Set 500 years in the future, ALITA: BATTLE ANGEL follows a female cyborg warrior named Alita who wakens in a post-apocalyptic world where she must learn who she truly is while navigating a world of injustice.
In the 23rd Century, Earth underwent “the Fall,” a shattering war that halted all technological progress and left a society where every last shred of technology is repurposed and the strong prey on the weak. Three hundred years later, rich melting pot of survivors lives in in Iron City, a city full of ordinary people and cybernetically-enhanced humans living side-by-side in the shadow of Zalem, the last of the great Sky cities. Iron City is an oppressed factory town where the people crank out goods for the invisible elites living in Zalem.
While walking around in the wasteland underneath Zalem, Dr. Ido (Christoph Waltz) finds the head and shoulders of a female, barely alive. Taking her home with him, he fashions her head to a mechanical body he’s created and calls her “little angel.” Dr. Ido explains to her that her brain is very human although her new body isn’t. He gives her the name “Alita” and explains a brief history of Iron City.
Shortly thereafter, Alita spectacularly saves a dog from getting run over by a robot in the middle of the street. A young man named Hugo notices Alita’s amazing skills and begins a conversation with her.

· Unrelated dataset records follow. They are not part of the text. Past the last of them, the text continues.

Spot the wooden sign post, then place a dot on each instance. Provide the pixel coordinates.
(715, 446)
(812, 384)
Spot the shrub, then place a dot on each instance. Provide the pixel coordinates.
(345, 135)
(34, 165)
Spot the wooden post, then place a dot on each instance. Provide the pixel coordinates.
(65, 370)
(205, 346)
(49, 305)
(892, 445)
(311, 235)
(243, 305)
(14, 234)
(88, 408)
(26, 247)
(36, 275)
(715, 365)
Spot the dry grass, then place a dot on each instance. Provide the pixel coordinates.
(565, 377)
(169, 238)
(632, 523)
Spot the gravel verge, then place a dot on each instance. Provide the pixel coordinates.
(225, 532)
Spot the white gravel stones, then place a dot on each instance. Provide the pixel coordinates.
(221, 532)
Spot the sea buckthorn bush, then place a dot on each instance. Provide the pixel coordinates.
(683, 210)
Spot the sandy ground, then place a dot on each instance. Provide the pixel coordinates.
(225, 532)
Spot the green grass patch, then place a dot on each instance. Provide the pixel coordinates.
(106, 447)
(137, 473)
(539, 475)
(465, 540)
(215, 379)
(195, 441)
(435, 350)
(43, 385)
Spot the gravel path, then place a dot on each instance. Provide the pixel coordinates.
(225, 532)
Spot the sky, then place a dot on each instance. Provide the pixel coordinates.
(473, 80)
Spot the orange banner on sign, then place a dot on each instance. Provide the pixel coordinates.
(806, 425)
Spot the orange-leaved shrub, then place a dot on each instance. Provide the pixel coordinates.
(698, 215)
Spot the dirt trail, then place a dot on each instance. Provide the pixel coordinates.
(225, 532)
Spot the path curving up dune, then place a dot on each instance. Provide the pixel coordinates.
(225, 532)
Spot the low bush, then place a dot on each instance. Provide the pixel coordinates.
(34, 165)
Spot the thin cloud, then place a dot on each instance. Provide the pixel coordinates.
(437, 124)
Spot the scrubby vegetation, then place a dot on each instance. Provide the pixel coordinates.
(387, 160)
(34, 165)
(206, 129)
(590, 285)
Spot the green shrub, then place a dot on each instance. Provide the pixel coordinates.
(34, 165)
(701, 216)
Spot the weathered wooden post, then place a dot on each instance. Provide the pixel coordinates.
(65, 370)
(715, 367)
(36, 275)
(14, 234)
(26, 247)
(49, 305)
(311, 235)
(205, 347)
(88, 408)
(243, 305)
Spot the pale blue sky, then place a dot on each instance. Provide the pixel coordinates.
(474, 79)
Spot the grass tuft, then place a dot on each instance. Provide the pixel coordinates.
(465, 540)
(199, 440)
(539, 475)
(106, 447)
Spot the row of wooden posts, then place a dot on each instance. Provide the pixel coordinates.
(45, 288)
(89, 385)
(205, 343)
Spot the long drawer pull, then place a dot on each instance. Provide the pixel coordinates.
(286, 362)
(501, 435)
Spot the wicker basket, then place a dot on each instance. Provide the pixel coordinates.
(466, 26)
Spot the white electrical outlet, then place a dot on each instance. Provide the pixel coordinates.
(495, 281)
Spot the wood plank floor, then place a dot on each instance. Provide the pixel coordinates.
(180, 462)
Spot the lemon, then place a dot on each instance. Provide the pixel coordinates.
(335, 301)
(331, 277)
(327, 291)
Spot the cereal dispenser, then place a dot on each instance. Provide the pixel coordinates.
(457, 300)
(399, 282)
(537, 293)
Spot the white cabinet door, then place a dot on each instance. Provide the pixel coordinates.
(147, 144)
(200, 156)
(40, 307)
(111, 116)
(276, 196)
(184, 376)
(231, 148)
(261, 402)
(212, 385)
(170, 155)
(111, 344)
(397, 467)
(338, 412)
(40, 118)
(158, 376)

As Alita learns to navigate her new life and the treacherous streets of Iron City, Dr. Ido tries to shield her from her mysterious history. Meanwhile, her street-smart new friend, Hugo, offers instead to help trigger her memories. However, it is only when the deadly and corrupt forces that run the city, headed by Vector and Dr. Ido’s ex-wife, come after her and Ido that Alita discovers a clue to her past. It turns out she has unique fighting abilities ingrained in her that those in power will stop at nothing to control. If she can stay out of their grasp, she could be the key to saving her friends, her new family and the world she’s grown to love.
ALITA: BATTLE ANGEL has some impressive special effects and thrilling action sequences that will entertain science fiction fans. Christoph Waltz gives a solid performance, different than his usual typecasting as the villain, and Rosa Salasa is compelling as Alita. However, the story and characters are a little too complicated, making the movie seem longer than it actually is.
Happily, ALITA: BATTLE ANGEL has a strong Christian worldview that evokes many allegorical messages. For example, the movie’s references to “the fall” stress the corruption of power and sin. At one point, Alita says, “I will not stand by in the presence of evil.” At another point, she and Hugo hide in an abandoned church and find protection. Also, in one scene, the villain, Vector, says, “I’d rather rule in Hell than serve in Heaven.” His comment echoes Satan’s comment in John Milton’s classic Christian poem PARADISE LOST. ALITA also touches on the idea of indulgences or buying your way into heaven. For example, in the story, different characters are trying to buy their way into Zalem, the sky city. Eventually, Dr. Ido’s wife sees the error of her greed and desires to be different.
ALITA also has some light Romantic elements centering on Alita’s budding romance with Hugo. The movie also has some foul language and lots of action violence. For these reasons, MOVIEGUIDE® advises caution for older children and teenagers.